The crucial context for Starmer’s speech today, and the budget Rachel Reeves is expected to deliver in late October, is the debate over the size of the hole in the public finances left by the Conservatives.
Reeves (pictured above) said last month that while she understood that she would face a rough economic legacy, the Tories had “covered up” a £22bn gap between Jeremy Hunt’s stated budget and the reality of government spending plans.
The Tories say they left a much rosier economic legacy than Labour claims, and note that the largest single factor in that “black hole” is Reeves’s decision to give striking public sector workers a pay rise.

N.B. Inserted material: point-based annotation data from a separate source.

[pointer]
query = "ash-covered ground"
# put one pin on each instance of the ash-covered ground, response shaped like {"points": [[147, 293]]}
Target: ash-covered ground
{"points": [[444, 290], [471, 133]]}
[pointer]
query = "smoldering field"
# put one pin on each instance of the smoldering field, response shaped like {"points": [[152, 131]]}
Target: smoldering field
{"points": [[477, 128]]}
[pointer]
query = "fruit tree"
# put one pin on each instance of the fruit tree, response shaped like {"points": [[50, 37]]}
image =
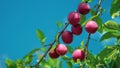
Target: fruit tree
{"points": [[60, 50]]}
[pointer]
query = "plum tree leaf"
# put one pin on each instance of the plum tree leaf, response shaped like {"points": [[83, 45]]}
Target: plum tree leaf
{"points": [[112, 25], [98, 20], [115, 7], [31, 52], [10, 63], [59, 24], [40, 35], [87, 1], [69, 64], [65, 57], [108, 35], [83, 18], [107, 53], [70, 49]]}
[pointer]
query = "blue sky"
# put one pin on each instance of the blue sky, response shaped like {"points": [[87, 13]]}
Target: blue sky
{"points": [[19, 20]]}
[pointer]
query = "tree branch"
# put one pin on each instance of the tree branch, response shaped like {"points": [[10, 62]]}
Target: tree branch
{"points": [[86, 45], [37, 64]]}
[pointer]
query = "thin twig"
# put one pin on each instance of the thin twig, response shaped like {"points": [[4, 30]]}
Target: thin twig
{"points": [[88, 39], [37, 64]]}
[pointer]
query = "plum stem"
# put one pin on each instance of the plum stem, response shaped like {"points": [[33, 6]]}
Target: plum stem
{"points": [[37, 64], [88, 39]]}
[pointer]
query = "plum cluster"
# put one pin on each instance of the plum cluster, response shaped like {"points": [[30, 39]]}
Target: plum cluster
{"points": [[76, 29]]}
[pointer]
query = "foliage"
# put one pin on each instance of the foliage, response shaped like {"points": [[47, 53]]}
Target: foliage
{"points": [[109, 57]]}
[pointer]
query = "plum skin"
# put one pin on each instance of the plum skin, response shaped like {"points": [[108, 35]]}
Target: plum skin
{"points": [[67, 37], [91, 27], [53, 54], [61, 49], [83, 8], [78, 54], [76, 29], [74, 18]]}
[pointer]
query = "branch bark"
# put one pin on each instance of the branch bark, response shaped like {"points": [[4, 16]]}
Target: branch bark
{"points": [[37, 64], [86, 45]]}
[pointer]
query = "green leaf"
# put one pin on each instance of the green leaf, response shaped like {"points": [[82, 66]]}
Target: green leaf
{"points": [[112, 25], [10, 63], [31, 52], [65, 57], [53, 62], [20, 63], [60, 64], [59, 24], [91, 18], [45, 64], [91, 60], [29, 59], [70, 49], [83, 18], [115, 7], [108, 35], [69, 64], [107, 53], [98, 20], [40, 35]]}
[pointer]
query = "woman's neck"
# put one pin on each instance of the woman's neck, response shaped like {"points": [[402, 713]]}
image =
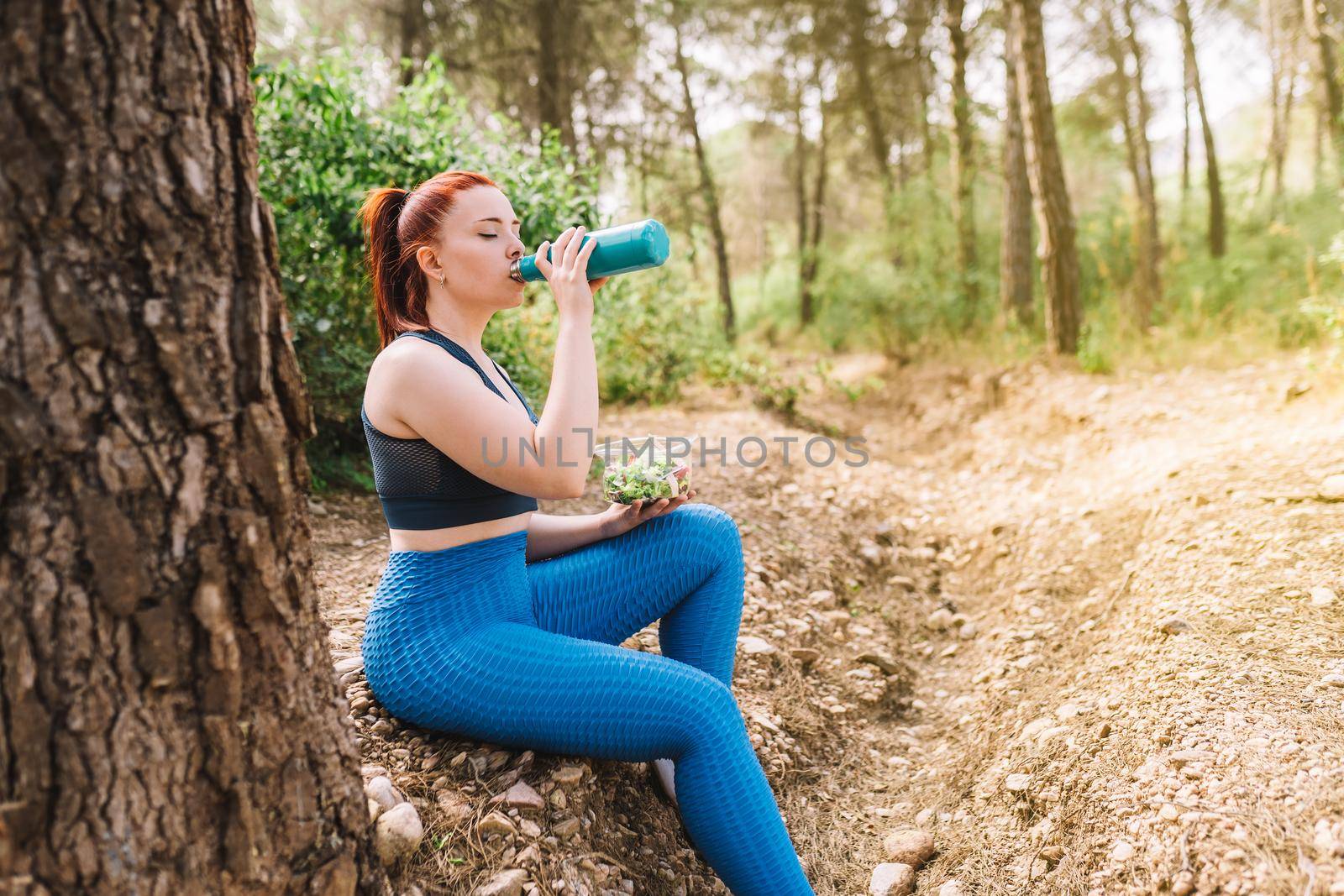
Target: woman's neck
{"points": [[461, 328]]}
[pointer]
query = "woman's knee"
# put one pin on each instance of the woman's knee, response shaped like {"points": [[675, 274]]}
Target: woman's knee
{"points": [[712, 528], [711, 715]]}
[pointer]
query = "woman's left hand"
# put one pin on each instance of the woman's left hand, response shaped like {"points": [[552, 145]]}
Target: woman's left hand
{"points": [[620, 519]]}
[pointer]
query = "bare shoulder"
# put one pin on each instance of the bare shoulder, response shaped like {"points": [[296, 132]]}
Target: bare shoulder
{"points": [[398, 374]]}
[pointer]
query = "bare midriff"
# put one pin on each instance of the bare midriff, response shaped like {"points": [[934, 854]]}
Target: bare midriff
{"points": [[452, 537]]}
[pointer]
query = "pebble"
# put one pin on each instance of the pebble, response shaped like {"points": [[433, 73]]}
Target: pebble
{"points": [[522, 795], [1323, 597], [1332, 488], [891, 879], [909, 846], [381, 790], [398, 833], [495, 822], [507, 883], [568, 775], [1173, 625], [940, 620], [752, 644]]}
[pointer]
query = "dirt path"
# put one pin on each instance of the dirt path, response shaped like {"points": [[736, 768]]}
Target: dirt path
{"points": [[1152, 696], [965, 636]]}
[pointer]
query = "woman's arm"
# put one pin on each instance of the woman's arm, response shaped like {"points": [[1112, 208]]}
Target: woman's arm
{"points": [[549, 535]]}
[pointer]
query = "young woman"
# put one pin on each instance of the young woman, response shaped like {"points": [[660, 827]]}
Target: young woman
{"points": [[496, 622]]}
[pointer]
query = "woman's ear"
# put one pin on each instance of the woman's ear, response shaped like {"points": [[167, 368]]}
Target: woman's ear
{"points": [[428, 261]]}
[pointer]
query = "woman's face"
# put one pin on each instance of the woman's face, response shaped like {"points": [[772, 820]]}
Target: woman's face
{"points": [[477, 242]]}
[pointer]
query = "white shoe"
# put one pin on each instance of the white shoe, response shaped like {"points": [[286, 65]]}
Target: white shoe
{"points": [[664, 770]]}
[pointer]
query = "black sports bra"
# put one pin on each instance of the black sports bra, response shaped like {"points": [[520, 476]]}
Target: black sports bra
{"points": [[423, 488]]}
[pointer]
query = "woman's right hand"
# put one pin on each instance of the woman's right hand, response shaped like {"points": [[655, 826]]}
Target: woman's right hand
{"points": [[568, 275]]}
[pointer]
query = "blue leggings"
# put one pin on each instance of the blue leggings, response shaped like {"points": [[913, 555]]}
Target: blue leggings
{"points": [[475, 641]]}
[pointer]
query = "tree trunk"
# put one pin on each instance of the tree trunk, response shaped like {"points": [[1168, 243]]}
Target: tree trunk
{"points": [[918, 13], [707, 188], [1332, 102], [963, 161], [1146, 224], [1216, 217], [800, 184], [879, 143], [1280, 148], [1015, 250], [551, 47], [1184, 137], [410, 24], [1057, 250], [1153, 241], [170, 712], [811, 258], [1270, 29]]}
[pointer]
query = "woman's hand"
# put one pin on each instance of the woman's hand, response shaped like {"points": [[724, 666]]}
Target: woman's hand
{"points": [[568, 273], [620, 519]]}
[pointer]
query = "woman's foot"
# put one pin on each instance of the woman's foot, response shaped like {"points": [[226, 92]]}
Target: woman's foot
{"points": [[664, 775]]}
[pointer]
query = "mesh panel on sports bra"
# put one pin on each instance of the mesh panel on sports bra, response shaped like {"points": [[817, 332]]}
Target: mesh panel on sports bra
{"points": [[414, 468]]}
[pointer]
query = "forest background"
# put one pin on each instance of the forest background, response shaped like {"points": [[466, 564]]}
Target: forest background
{"points": [[1128, 183]]}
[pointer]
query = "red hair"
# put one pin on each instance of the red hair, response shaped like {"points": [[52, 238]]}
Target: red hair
{"points": [[396, 222]]}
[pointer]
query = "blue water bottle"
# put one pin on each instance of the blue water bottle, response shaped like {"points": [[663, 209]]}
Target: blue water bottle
{"points": [[620, 250]]}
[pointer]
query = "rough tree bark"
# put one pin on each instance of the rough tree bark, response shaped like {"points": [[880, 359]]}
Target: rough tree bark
{"points": [[819, 196], [1057, 249], [879, 144], [1216, 217], [1140, 170], [709, 191], [1331, 98], [170, 721], [1152, 242], [963, 159], [1015, 250], [918, 16]]}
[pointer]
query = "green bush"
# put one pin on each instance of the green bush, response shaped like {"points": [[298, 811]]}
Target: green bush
{"points": [[324, 141]]}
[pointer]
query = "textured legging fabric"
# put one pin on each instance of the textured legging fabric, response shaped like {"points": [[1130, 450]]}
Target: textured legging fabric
{"points": [[476, 641]]}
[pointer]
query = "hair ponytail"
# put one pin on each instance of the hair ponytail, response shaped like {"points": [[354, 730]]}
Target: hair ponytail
{"points": [[380, 217], [396, 223]]}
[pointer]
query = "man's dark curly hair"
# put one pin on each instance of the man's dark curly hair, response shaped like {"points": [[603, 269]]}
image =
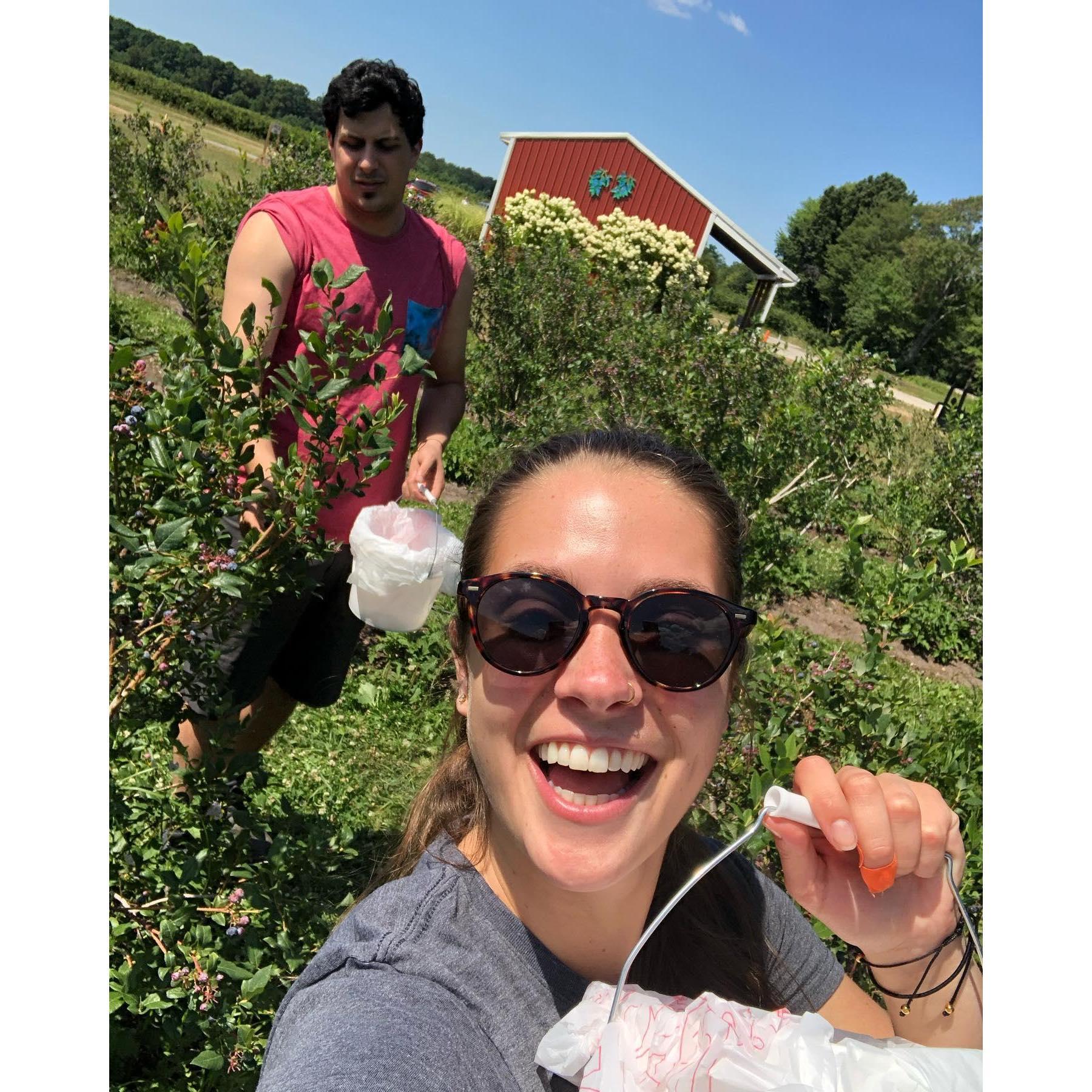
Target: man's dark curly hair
{"points": [[365, 86]]}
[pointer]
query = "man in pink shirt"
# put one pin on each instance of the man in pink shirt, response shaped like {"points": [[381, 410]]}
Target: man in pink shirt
{"points": [[300, 650]]}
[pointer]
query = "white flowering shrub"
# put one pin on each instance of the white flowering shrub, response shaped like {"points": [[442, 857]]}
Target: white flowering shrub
{"points": [[533, 221], [637, 249]]}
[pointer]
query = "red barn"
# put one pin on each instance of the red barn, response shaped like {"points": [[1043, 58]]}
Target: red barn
{"points": [[602, 172]]}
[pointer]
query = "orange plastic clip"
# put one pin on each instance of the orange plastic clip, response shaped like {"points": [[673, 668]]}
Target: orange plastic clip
{"points": [[877, 879]]}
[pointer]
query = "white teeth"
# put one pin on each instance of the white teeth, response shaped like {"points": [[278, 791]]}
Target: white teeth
{"points": [[578, 757], [599, 761], [584, 800]]}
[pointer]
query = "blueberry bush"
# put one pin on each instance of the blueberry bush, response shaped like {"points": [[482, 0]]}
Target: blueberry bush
{"points": [[221, 894]]}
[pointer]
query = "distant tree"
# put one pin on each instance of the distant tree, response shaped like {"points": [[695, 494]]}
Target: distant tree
{"points": [[918, 297], [817, 225]]}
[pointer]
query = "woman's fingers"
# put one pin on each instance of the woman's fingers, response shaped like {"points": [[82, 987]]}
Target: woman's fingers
{"points": [[895, 824], [905, 819], [815, 779], [939, 834], [803, 868], [869, 811]]}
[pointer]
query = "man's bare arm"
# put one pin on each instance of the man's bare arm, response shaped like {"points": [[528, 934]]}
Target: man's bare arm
{"points": [[258, 254], [443, 399]]}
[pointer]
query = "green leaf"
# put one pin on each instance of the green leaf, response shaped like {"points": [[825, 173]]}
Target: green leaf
{"points": [[136, 571], [233, 970], [349, 277], [209, 1059], [158, 450], [322, 273], [130, 538], [333, 388], [302, 369], [121, 359], [271, 289], [412, 362], [247, 322], [172, 535], [258, 982], [229, 584]]}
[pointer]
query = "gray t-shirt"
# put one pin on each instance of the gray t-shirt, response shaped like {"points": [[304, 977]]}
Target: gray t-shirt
{"points": [[433, 983]]}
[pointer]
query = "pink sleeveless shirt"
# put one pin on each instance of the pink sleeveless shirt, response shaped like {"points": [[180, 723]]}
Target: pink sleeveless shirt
{"points": [[420, 267]]}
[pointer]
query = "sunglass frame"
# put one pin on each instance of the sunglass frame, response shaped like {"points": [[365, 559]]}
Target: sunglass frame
{"points": [[470, 592]]}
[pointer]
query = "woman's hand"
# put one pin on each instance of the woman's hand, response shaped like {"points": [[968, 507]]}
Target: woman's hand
{"points": [[889, 818], [426, 467]]}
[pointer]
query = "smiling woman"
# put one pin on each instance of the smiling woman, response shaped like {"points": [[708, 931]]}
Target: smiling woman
{"points": [[598, 647]]}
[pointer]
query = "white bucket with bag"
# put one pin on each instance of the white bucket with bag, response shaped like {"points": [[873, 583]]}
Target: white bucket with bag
{"points": [[402, 559]]}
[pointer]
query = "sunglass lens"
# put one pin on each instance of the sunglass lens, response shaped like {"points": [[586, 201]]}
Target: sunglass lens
{"points": [[527, 625], [681, 641]]}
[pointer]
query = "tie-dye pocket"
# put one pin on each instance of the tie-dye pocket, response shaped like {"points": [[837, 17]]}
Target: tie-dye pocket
{"points": [[423, 327]]}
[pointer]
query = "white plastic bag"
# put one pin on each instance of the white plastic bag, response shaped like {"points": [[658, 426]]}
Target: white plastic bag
{"points": [[674, 1043], [402, 559]]}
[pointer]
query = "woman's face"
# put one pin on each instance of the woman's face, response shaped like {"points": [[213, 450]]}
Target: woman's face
{"points": [[611, 532]]}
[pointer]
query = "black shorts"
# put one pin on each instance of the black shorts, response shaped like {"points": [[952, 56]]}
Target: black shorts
{"points": [[303, 642]]}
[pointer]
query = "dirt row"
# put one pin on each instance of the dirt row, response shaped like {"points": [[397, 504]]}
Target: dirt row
{"points": [[829, 618]]}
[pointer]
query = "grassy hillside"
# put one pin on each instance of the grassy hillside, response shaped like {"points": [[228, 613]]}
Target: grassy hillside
{"points": [[222, 146]]}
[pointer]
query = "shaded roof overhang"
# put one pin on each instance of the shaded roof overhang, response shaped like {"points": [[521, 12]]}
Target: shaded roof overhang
{"points": [[726, 232]]}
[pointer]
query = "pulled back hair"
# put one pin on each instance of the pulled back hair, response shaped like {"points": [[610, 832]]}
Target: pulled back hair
{"points": [[713, 939], [365, 86]]}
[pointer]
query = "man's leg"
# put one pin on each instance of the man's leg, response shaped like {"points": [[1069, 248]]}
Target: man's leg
{"points": [[258, 723]]}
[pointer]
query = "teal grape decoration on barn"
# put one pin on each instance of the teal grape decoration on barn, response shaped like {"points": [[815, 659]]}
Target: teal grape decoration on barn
{"points": [[624, 187], [599, 181]]}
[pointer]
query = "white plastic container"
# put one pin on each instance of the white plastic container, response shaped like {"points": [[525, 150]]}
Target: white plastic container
{"points": [[401, 557]]}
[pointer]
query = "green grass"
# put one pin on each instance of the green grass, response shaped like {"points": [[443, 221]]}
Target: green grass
{"points": [[143, 320], [923, 387], [221, 158], [463, 221]]}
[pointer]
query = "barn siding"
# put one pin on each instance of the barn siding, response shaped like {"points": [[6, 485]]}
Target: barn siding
{"points": [[562, 166]]}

Others argue that, whether the Tories hid anything or not, the single year £22bn figure is a significant understatement of the problem – with political analyst Sam Freedman suggesting that (£) the reality over the next five years is more like £60bn, for example. And then there are the arguments about whether the medicine Labour proposes will be effective anyway.
What is Starmer’s strategy?
Well, it’s not subtle, and it’s not unexpected. “We reported during the campaign that this is roughly what they would do,” Kiran Stacey said.
In one sense, every government tries something like this: front-load unpopular measures, blame their predecessors and hope that the payoff will be visible to voters in a few years’ time. “They think they have a brief window, while the Tories are in the middle of a leadership campaign, to convince people that anything unpopular is the Conservatives’ fault,” Kiran said.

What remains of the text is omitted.